Torrentes de Paixão (1953)

foto de Torrentes de Paixão

“ - Why should the Falls drag me down here at 5’o clock in the morning? To show me how big they are and how small I am? To remind me they can get along without any help? All right, so they've proved it. But why not? They’ve had 10 000 years to get independent. What’s so wonderful about that? I suppose I could too, only it might take a little more time.”

Assim começa uma das melhores obras cinematográficas que já vi, um drama apaixonante, um suspense magistral que supera todos os filmes de Alfred Hitchcock que vi até agora.

A este pequeno momento de reflexão segue-se o acto inicial de um filme com gosto de anos 50. Sabe muito bem rever os tempos em que as viagens de carro se faziam com uma pequena montagem, em que quase todos os actores falavam com um tom parecido e em que as pessoas dos filmes se tornavam amigas de uma família qualquer em pouco tempo. Os minutos iniciais do filme são, portanto, agradáveis, e conseguem ainda começar logo com pequenos indícios do que se virá a passar.

As cenas vão passando, algumas delas mostrando as imponentes Niagara Falls, que são bem representadas pela admirável fotografia que o filme tem. Também nos dão a ouvir algumas músicas da trilha sonora, que também é maravilhosa e encaixa perfeitamente nas cenas em que se manifesta. Está tudo em perfeita harmonia como o ritmo o filme, que não é acelerado nem arrastado; tudo acontece quando devia acontecer. Ainda em relação às músicas, há uma cena marcante, em que Rose canta “Kiss” de uma forma solene, deixando-nos enfeitiçados tanto pela música como pela forma como ela canta. A cena é abruptamente interrompida por causa de George, o que trará então um novo rumo ao filme.

No dia seguinte, as pessoas seguem as suas vidas como se nada fosse, até que Rose começa a perguntar pelo marido. O suspense começa aí, aparecendo de uma forma pouco notória, mas que vai crescendo devagar dentro de nós até se manifestar de forma sufocante nas cenas de claro suspense, que virão mais tarde. O tempo vai passando, George não aparece e o mistério adensa-se. A investigação entretem-nos. De repente, ouvimos tocar o sino. Mas não é uma melodia qualquer; é uma música muito especial que nos perseguiu até aí durante o filme, e que nos continuará a perseguir (e a Rose também). O mistério parece ter terminado. Mas…nada faria prever o que acontece na cena em que Rose vai à morgue reconhecer o corpo. Uma cena fantástica, entre outras razões, pela forma como nos escondem a identidade do corpo. Ficamos baralhados. Porque terá Rose desmaiado? Ela queria ver-se livre dele! O que aconteceu? E que significa aquela música que passou antes de Rose perder os sentidos?

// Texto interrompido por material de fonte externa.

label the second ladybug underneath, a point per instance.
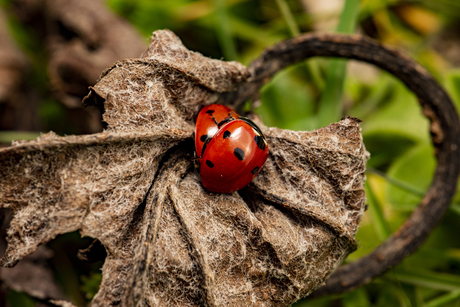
(231, 150)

Enquanto Rose não recupera a consciência, os Cutlers continuam a sua vida. Mas mal eles sabem que a de Polly poderá estar ameaçada…. Polly vai descansar. Nada de anormal. Mas de repente…quem é aquele homem? Porque se dirige para a cabana de Ray e de Polly? Ei…aqueles não são os sapatos que a câmara insistia em focar? Será Patrick?…O.O! É George! Porém, nessa cena, mal temos tempo para digerir o nosso espanto, porque aí ocorre uma das mais assustadoras cenas de suspense do filme: George pretende ir matar Rose, quando na verdade é Polly que está na cama! Ficamos apavorados. Sorte que acontece o que acontece.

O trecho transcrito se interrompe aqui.